Fim de tarde em Plettemberg Bay

Chegando, não consegui fazer outra coisa se não admirar a arquitetura e as pessoas que tinham a coragem de se jogar dali. No mirante que estava, mal dava para ver os saltos, de tão pequena que a pessoa ficava comparada à grandiosidade da ponte, e claro, nem comi.

Como brasileiro tem em todo lugar, encontramos ali, um grupo de brasileiros que estavam no mesmo hostel em que ficamos, e em conversa, um deles me desafiou; e meio que sem querer, na mistura de brincadeira e impulso, resolvi saltar.

É necessário fazer um cadastro, preencher uma ficha, pagar e se pesar. Na mão eles anotam em pincel atômico seu peso e número de cadastro pra organizar os saltos.

Em seguida, fui para um outro posto, onde é colocado o primeiro equipamento de segurança e esperamos o grupo todo se reunir. Dali, seguimos em direção à ponte.

Equipados, antes de seguir para a ponte

Ao cruzar o portão e saber que não teria volta, meu coração disparou e o nervosismo já se iniciou. Descemos por uma trilha, e ao final dela o instrutor nos perguntou se alguém gostaria de desistir e explicou como seria nosso salto.

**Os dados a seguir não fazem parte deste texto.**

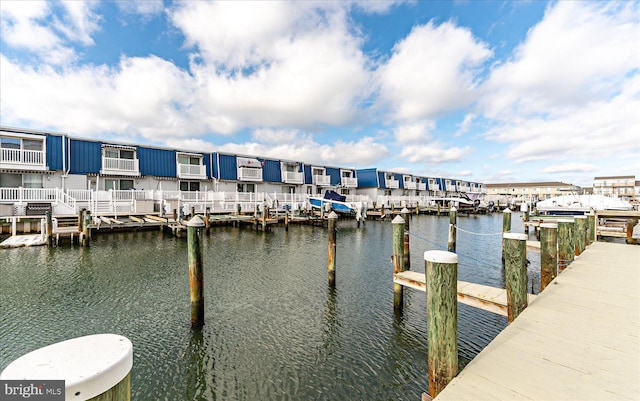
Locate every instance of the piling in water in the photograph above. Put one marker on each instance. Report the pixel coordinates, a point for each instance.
(453, 232)
(565, 243)
(331, 252)
(579, 234)
(406, 258)
(441, 273)
(196, 285)
(397, 259)
(515, 251)
(548, 253)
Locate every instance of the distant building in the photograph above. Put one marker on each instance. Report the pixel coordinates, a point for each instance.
(623, 186)
(529, 191)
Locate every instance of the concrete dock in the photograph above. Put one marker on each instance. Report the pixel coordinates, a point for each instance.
(580, 339)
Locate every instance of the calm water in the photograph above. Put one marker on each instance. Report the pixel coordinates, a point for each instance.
(274, 330)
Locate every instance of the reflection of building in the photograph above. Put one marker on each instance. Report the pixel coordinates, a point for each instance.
(624, 186)
(529, 191)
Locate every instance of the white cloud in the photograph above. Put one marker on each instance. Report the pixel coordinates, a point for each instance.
(580, 52)
(431, 71)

Seguimos então por uma passarela suspensa e estreita (há quem diga que teve mais medo de cruzar a passarela do que de saltar). Além de estreita, o material do chão era flexível e vazado, o que deixou o caminho bem tenso, apesar da linda vista dali.

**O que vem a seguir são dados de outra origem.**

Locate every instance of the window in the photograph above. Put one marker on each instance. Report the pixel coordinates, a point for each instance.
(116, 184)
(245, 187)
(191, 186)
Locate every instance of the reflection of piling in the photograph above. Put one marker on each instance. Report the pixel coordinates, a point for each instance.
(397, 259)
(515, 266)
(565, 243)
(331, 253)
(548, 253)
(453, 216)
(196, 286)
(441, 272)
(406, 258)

Ao chegar no meio da ponte, local que era realizado o salto, havia uma cabine com DJ e tocava um sol bem alto, pra ajudar a controlar a ansiedade.

Minhas mãos nunca suaram tanto na minha vida toda.Fui a terceira a saltar, e a primeira do grupo de brasileiros. Pensei mil vezes em desistir, mas me concentrava na música.

Fui chamada por um dos instrutores, que pediu que ficasse descalça e colocou em minhas canelas uma proteção, como uma caneleira. Pediu que sentasse do outro lado, e enquanto alguém saltava, amarrava minhas pernas.

Com as pernas amarradas, já não era possível caminhar. Ele me ajudou a ficar de pé e aos pulos e pequenos passos, com os braços apoiados nas costas dos dois instrutores, fui em direção à beira da ponte. Foi tudo muito rápido.

Uma sensação estranha de vontade de desistir e saber que mais nada poderia ser feito tomou conta de mim. A adrenalina estava a mil! Respirei fundo, dei um sorriso amarelo e um tchau para câmera (pensei que talvez essa seria a última imagem minha viva, então tentei parecer tranquila, rs). Quando coloquei os dedos dos pés rente à ponte, percebi o que estava de fato prestes a fazer.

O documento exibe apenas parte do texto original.